Mais la campagne ne commence pas aujourd'hui. Cela a commencé il y a plusieurs mois et l'une des premières décisions a été d'inviter Geraldo Alckmin – jusque-là un adversaire coriace de Lula et du PT, lié aux politiques néolibérales – à la vice-présidence. Lula a également accepté de maintenir l'indépendance de la Banque centrale, mais a déjà déclaré qu'il n'acceptait pas le plafond des dépenses. Autrement dit, ce « virage vers le centre » a déjà eu lieu, qui sera au centre des tensions politiques dans un éventuel gouvernement Lula.
Décision prise
Le débat illustre bien le rapport de force qui s'opère dans ces élections. Mais pas seulement. Si pour la campagne de Lula cette option était inévitable (et a déjà été résolue, on le sait), elle continue d'être un défi pour la gauche du monde entier, incapable de proposer une proposition cohérente qui enthousiasme les électeurs, de trouver un programme viable, une alternative au projet néolibéral qui s'est répandu dans le monde entier à la suite de la fin de la guerre froide.

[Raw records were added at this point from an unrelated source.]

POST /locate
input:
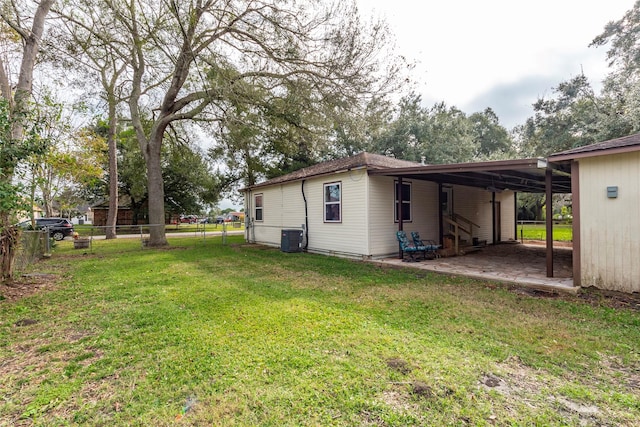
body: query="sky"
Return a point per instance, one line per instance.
(503, 54)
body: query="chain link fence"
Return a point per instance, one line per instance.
(32, 246)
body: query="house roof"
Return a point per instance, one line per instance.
(625, 144)
(366, 160)
(521, 175)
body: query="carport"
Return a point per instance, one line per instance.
(535, 175)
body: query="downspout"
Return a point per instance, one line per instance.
(549, 213)
(399, 212)
(440, 220)
(306, 218)
(515, 215)
(247, 217)
(493, 216)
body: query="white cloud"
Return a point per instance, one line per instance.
(467, 48)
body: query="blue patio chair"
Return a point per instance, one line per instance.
(430, 246)
(407, 247)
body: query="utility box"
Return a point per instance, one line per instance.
(291, 241)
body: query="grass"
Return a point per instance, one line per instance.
(86, 230)
(561, 232)
(206, 334)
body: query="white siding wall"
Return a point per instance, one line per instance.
(610, 228)
(424, 213)
(368, 227)
(475, 205)
(349, 237)
(284, 208)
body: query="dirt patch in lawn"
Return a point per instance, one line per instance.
(26, 285)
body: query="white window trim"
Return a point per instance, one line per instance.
(325, 203)
(255, 207)
(409, 202)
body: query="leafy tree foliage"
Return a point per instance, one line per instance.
(442, 134)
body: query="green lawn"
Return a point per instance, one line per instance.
(205, 334)
(561, 232)
(89, 230)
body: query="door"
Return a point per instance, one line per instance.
(497, 223)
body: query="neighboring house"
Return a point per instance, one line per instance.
(350, 207)
(606, 213)
(125, 213)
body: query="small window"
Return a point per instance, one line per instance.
(406, 201)
(258, 207)
(332, 202)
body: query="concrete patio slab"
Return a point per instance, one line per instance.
(517, 263)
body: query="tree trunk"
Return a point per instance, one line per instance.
(155, 188)
(112, 216)
(31, 39)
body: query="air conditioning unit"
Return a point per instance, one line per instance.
(291, 241)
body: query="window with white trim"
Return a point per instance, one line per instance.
(333, 202)
(406, 201)
(257, 207)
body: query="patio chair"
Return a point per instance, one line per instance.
(431, 247)
(408, 248)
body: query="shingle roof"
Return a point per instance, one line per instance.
(367, 160)
(612, 146)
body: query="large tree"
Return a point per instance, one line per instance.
(174, 49)
(15, 90)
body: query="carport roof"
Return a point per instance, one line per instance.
(521, 175)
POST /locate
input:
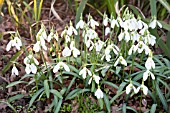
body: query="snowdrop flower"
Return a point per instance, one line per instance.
(99, 93)
(99, 45)
(107, 31)
(14, 42)
(95, 77)
(113, 23)
(132, 49)
(121, 60)
(144, 88)
(15, 71)
(71, 30)
(105, 20)
(30, 59)
(84, 72)
(31, 68)
(93, 23)
(154, 22)
(59, 66)
(146, 74)
(149, 64)
(121, 36)
(130, 87)
(66, 52)
(80, 24)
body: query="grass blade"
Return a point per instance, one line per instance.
(162, 98)
(6, 68)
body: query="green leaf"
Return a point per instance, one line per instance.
(116, 96)
(15, 83)
(165, 4)
(107, 102)
(35, 96)
(55, 92)
(71, 83)
(16, 97)
(111, 84)
(101, 103)
(153, 108)
(46, 88)
(80, 10)
(9, 105)
(6, 68)
(162, 98)
(58, 106)
(124, 108)
(153, 8)
(111, 7)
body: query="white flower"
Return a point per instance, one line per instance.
(71, 30)
(129, 88)
(146, 74)
(31, 68)
(36, 47)
(107, 31)
(15, 71)
(144, 88)
(95, 77)
(93, 23)
(99, 45)
(80, 24)
(153, 24)
(149, 64)
(30, 59)
(121, 60)
(84, 72)
(66, 52)
(113, 23)
(15, 42)
(99, 93)
(59, 66)
(76, 52)
(121, 36)
(132, 49)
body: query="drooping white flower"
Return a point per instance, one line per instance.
(71, 30)
(14, 42)
(66, 52)
(80, 24)
(146, 74)
(144, 88)
(61, 65)
(99, 44)
(149, 64)
(129, 88)
(15, 71)
(113, 23)
(95, 78)
(99, 93)
(93, 23)
(107, 31)
(132, 49)
(84, 72)
(121, 60)
(154, 23)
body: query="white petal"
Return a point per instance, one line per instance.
(33, 68)
(8, 47)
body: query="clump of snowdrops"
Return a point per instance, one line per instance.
(124, 39)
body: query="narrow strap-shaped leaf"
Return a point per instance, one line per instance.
(35, 96)
(107, 102)
(153, 108)
(162, 98)
(6, 68)
(153, 8)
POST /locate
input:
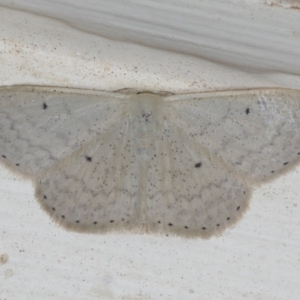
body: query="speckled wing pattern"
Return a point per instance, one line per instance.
(183, 164)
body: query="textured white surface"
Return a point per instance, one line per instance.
(182, 164)
(246, 45)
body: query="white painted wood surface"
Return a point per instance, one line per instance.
(177, 46)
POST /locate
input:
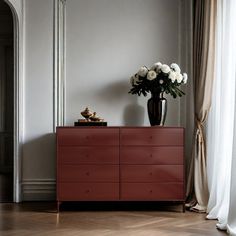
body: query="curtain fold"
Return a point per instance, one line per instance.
(221, 126)
(203, 75)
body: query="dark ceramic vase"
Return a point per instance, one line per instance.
(157, 108)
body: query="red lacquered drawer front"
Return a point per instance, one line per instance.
(88, 191)
(88, 155)
(152, 173)
(152, 136)
(152, 191)
(151, 155)
(88, 173)
(87, 136)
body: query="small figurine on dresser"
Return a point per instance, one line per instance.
(91, 119)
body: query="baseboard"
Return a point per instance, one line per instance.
(39, 190)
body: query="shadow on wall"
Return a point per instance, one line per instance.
(116, 94)
(39, 157)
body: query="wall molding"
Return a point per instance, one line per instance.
(39, 189)
(59, 64)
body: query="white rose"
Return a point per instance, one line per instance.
(136, 79)
(185, 78)
(175, 67)
(172, 76)
(156, 66)
(179, 77)
(143, 71)
(165, 68)
(151, 75)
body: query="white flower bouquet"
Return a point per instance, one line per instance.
(159, 78)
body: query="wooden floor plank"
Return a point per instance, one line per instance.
(41, 219)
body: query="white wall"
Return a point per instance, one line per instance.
(38, 172)
(106, 42)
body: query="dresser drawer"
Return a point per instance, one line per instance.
(87, 136)
(162, 155)
(151, 173)
(88, 155)
(152, 136)
(87, 191)
(152, 191)
(88, 173)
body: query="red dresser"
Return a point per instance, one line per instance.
(120, 164)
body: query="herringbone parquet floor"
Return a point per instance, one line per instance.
(41, 219)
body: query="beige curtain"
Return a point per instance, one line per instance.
(203, 75)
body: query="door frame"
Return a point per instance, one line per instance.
(18, 111)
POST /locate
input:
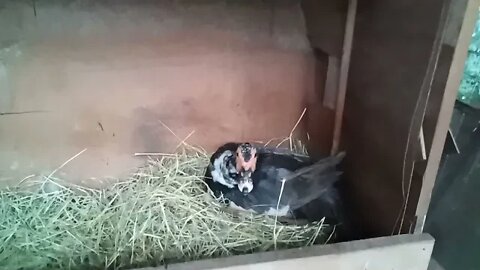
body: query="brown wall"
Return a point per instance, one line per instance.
(227, 71)
(395, 51)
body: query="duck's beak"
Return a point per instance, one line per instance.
(245, 182)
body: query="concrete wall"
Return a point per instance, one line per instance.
(401, 252)
(105, 75)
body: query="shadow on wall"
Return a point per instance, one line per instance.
(226, 70)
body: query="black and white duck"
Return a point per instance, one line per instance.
(253, 179)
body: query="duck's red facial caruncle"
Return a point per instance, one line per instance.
(246, 162)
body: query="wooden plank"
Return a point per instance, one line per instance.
(372, 254)
(343, 76)
(446, 110)
(331, 83)
(392, 64)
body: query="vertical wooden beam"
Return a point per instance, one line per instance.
(446, 111)
(344, 67)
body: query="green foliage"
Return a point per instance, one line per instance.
(469, 92)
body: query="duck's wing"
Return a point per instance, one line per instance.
(310, 182)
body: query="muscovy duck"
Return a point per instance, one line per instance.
(230, 163)
(259, 174)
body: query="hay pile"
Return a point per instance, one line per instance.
(161, 215)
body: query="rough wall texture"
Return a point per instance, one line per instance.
(105, 75)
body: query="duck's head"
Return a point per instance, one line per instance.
(246, 162)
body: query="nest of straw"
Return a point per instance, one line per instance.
(161, 215)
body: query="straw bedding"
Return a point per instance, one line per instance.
(161, 215)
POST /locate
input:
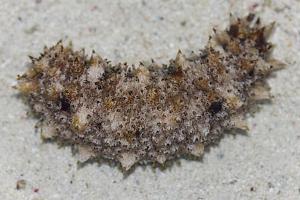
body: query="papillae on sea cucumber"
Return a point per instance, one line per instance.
(151, 112)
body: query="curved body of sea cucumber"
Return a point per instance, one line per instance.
(150, 112)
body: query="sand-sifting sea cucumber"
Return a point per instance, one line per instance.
(151, 112)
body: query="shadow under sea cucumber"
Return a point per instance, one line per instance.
(150, 112)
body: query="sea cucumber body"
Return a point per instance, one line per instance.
(150, 112)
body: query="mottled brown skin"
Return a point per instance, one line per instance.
(150, 112)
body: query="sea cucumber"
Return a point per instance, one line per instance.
(151, 112)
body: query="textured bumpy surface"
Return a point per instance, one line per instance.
(150, 112)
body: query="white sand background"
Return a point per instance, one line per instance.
(265, 164)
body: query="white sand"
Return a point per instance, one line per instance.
(263, 165)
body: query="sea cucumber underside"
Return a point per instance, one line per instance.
(151, 112)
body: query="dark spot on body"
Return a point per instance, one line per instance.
(215, 107)
(234, 30)
(65, 104)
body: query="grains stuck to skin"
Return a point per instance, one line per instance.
(150, 113)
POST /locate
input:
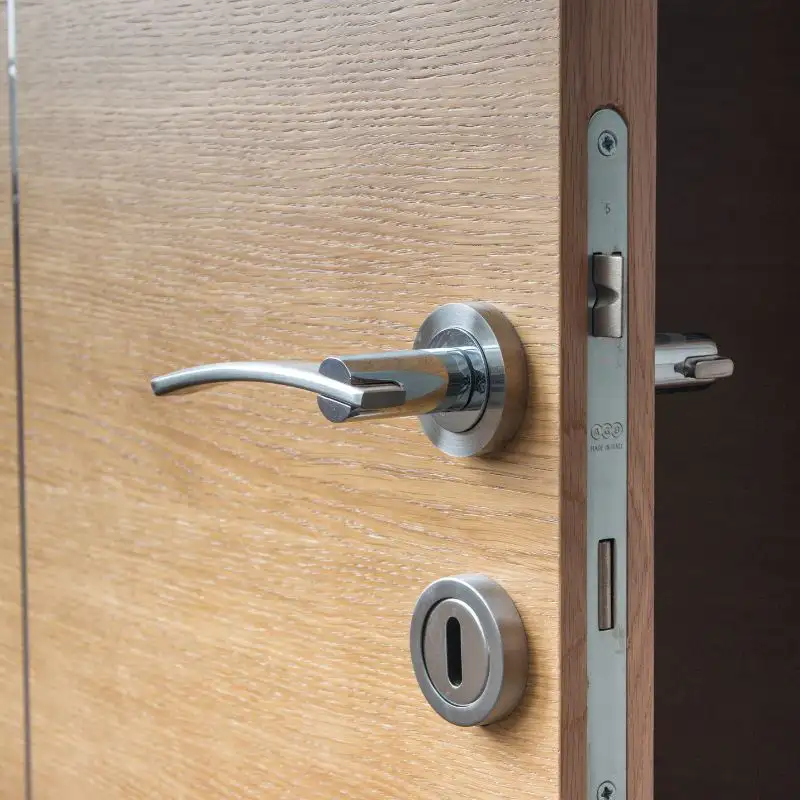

Cette gauche a souvent préféré éviter ce débat ou l'a remplacé par d'autres, comme les luttes identitaires.
La voie est de combiner et non d'opposer ou de séparer les luttes des classes populaires des luttes identitaires, dit à juste titre Juarez Guimarães. Mais il est nécessaire de les placer dans leur juste relation afin qu'ils deviennent tous puissants et que l'un n'affaiblit pas l'autre. Il a raison lorsqu'il dit que "la politique d'opposition à la revendication des identités opprimées et aux luttes de classe tombe à terre", mais il reste à établir une relation plus claire entre les deux, car ce n'est pas la même chose, ni ne définit un projet politique de la même manière.
Personne n'a le droit de se tromper sur le scénario politique d'un éventuel nouveau gouvernement Lula, qui a formé une vaste coalition pour faire face à la campagne électorale. Peut-être pour cette raison même, l'avertissement de l'ancien président de l'Association brésilienne des études de défense (ABED) et ancien vice-président du CNPq, Manuel Domingos Neto, est-il plus précieux : « La gauche institutionnelle a cessé, il y a longtemps, d'appeler le plus souffrant à combattre », a-t-il déclaré. "Il a pris l'habitude de les appeler aux urnes pour consacrer une représentation politique prometteuse de bénédictions". Dans ce scénario, c'est Jair Bolsonaro qui touche le cœur de beaucoup, appelant à la lutte contre le système, a-t-il averti.
« Contre ce faussaire – dit Domingos – Lula doit appeler les gens à changer le Brésil, à ne pas revenir à l'époque où ils mangeaient de la picanha, voyageaient en avion et avaient une chance de faire des études supérieures ».
Mais pour cela, il doit d'abord se rendre au Palais du Planalto.
* Gilberto Lopes est journaliste, docteur en études sociales et culturelles de l'Université du Costa Rica (UCR). auteur de Crise politique du monde moderne (Ourouk).
Le site la terre est ronde existe grâce à nos lecteurs et sympathisants. Aidez-nous à faire perdurer cette idée.